“Stand where you are,” he shouted, and the people who watched saw the glitter of the setting sun upon the pistol in his hand. Sabatini looked up.
“Isaac Lalonde,” he called out, “you know who I am?”
“I know who you are,” they heard him growl,—“Count Sabatini, Marquis de Lossa, Chevalier de St. Jerome, Knight of the Holy Roman Empire, aristocrat, blood-sucker of the people.”
Sabatini shrugged his shoulders slightly.
“As to that,” he answered firmly, “one may have opinions. My hand at least is free from bloodshed. You are there with nothing but death before you. I am here to ask a question.”
“Ask it, then,” the man at the window muttered. “Can’t you see that the time is short?”
“Is it true, this message which you sent me by that young man? Is it my daughter, the child of Cecile, whom you have kept from me all these years?”
Isaac leaned further forward out of the window. Every one in the crowd could see him now. There were a few who began to shout. Every one save Sabatini himself seemed conscious of his danger. Sabatini, heedless or unconscious of it, stood with one foot upon the curbstone, his face upturned to the man with whom he was talking.
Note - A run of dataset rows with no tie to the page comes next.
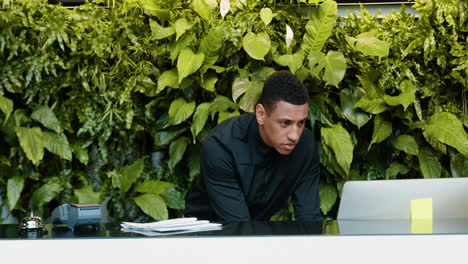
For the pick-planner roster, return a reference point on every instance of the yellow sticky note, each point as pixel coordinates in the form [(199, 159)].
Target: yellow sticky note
[(421, 216)]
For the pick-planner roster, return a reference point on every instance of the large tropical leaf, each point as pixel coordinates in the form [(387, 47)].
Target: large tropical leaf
[(32, 142), (320, 27), (179, 111), (15, 186), (250, 98), (293, 61), (406, 143), (199, 118), (88, 195), (382, 130), (395, 169), (210, 45), (257, 46), (154, 187), (339, 140), (46, 117), (405, 98), (176, 151), (369, 44), (160, 32), (129, 174), (429, 164), (45, 194), (181, 26), (57, 144), (330, 68), (328, 195), (221, 104), (168, 78), (153, 205), (448, 129), (348, 99), (373, 106), (188, 63)]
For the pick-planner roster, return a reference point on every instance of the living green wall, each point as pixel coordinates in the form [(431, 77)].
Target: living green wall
[(110, 103)]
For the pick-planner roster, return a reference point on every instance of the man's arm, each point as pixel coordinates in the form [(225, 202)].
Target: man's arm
[(306, 195), (224, 192)]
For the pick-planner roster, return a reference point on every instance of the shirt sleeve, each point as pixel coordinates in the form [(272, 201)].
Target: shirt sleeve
[(306, 195), (224, 192)]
“Ay, it is true!” Isaac shouted. “She is your daughter, child of the wife whom you hid away, ashamed of her because she came from the people and you were an aristocrat. She is your child, but you will never see her!”
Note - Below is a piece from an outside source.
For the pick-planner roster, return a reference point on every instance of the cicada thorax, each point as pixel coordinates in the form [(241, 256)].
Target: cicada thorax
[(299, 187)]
Then those who watched had their fill of tragedy. They saw the puff of smoke, the sharp, discordant report, the murderous face of the man who leaned downward. They saw Sabatini throw up his hands to heaven and fall, a crumpled heap, into the gutter. Isaac, with the pistol to his own forehead, overbalanced himself in the act of pulling the trigger, and came crashing down, a corpse, on to the pavement. The crowd broke loose, but Arnold was the first to raise Sabatini. A shadow of the old smile parted his whitening lips. He opened his eyes.
“It’s a rotten death, boy,” he whispered hoarsely; “a cur’s bullet, that. Look after her for me. I’d rather—I’d rather hear the drums beating.”
Arnold gripped him by the shoulders.
“Hold on to yourself, man!” he gasped. “There’s a doctor coming—he’s here already. Hold on to yourself, for all our sakes! We want you—Ruth will want you!”
Sabatini smiled very faintly. He was barely conscious.
“I’d rather have heard the drums,” he muttered again.